Initially, they have no idea what they are going to do with their pooled $750. But a stranger in a bar shows them his stash of gold nuggets, so they join those fighting the weather to scrape gold out of the Earth.
Madden wasn’t complaining about the three-plus-month shoot, but he offers this insight about lying still on the icy tundra while his beard and eyelashes froze.
“I got frostbite on my left cheek lying on the ground,” he says, “actual, genuine frostbite. If it wasn’t cold enough, they turned on huge wind machines and shoveled snow into it to hit me in the face. That just about destroyed me, and I was thinking, ‘It can’t get any worse than this!’ And they were setting me up for it getting much, much worse.”
Madden shares what it was like on Fortress Mountain in the Canadian Rockies.
“It was really steep and snowy, and the snow was so deep and the mountain so steep you would just vertically slide down until up to your shoulders,” Madden says. “And the men behind and in front of me were fine with walking. And once I sunk down to my shoulders, which put me even to the shoes of the men in front of me. And I realized he had metal clamp-ons on. Oh, come on! I think I can get away with some modern add-ons here. You can’t see my waist, never mind my shoes. The only time we cheated was with clamp-ons.”
Other than that, every costume is spot-on down to making their pants and woolen coats muddied and beaten up.

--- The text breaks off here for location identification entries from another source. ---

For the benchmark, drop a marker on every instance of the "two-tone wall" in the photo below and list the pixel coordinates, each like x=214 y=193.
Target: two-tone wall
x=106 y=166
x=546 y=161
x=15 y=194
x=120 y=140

The political tenor is right, too, as Abbie Cornish (“Candy”) plays Belinda Mulrooney, a fearless woman determined to make her way in the testosterone-crazed great North. She’s a terrific shot, a visionary businesswoman, and has no use for “the lower 45,” where women can’t vote. Mulrooney is utterly in love with Haskell.
“When we meet him, he is an honest, ambitious young man, and he is doing something very daring,” Madden says of Haskell. “He is not the rebel of the two of them in the piece, but he is an educated man and doing the absolute wrong thing of what his parents would like him to do. He wants to have an adventure. He just wants to go out and follow his own heart like a lot of young men.
“He gets hardened,” Madden continues. “The more I read into his gold rush and how he got there, I expected to see how humans can be animals and the terrible things they can do. Every story, when it came to the worst cases, it tended to be human kindness that shone through. Men were starving, and others would share the tiniest bit of food, and I thought that would be just fascinating.”
As the miniseries unfolds, pretty much every emotion beyond Haskell’s determination surfaces. Even minor characters prove their hubris, courage, avarice and decency.
“Klondike” is well cast with Sam Shepard (“August: Osage County”) as a tough priest and Tim Blake Nelson (“O Brother, Where Art Thou?”) as an honorable man among thieves.
When people are starving and have suffered to get to the top of the mountain, it’s not surprising they grow vicious over gold or food. Life is desperately hard.
The beauty of the cinematography is that the bitter cold all but radiates through the screen. At one point, wolves circle, and Shepard makes his entrance.
“You don’t negotiate with nature,” the priest says. “You either best it or it bests you.”
Matters turn ugly over Haskell and Epstein’s stake in the land, and Haskell spends much of the miniseries seeking justice for his friend who was gunned down. When he wheels Epstein’s body into town, Haskell asks for the law.
“Ain’t no law around here,” one man says.
Haskell, though, never gives up.
“Haskell has a great heart,” Madden says. “What is amazing is how much he gets pushed. He could take the wrong position. What I love is he always manages to pull himself back. That is what I loved about him. He is a good man. That is what fascinated me. Goodness prevails.”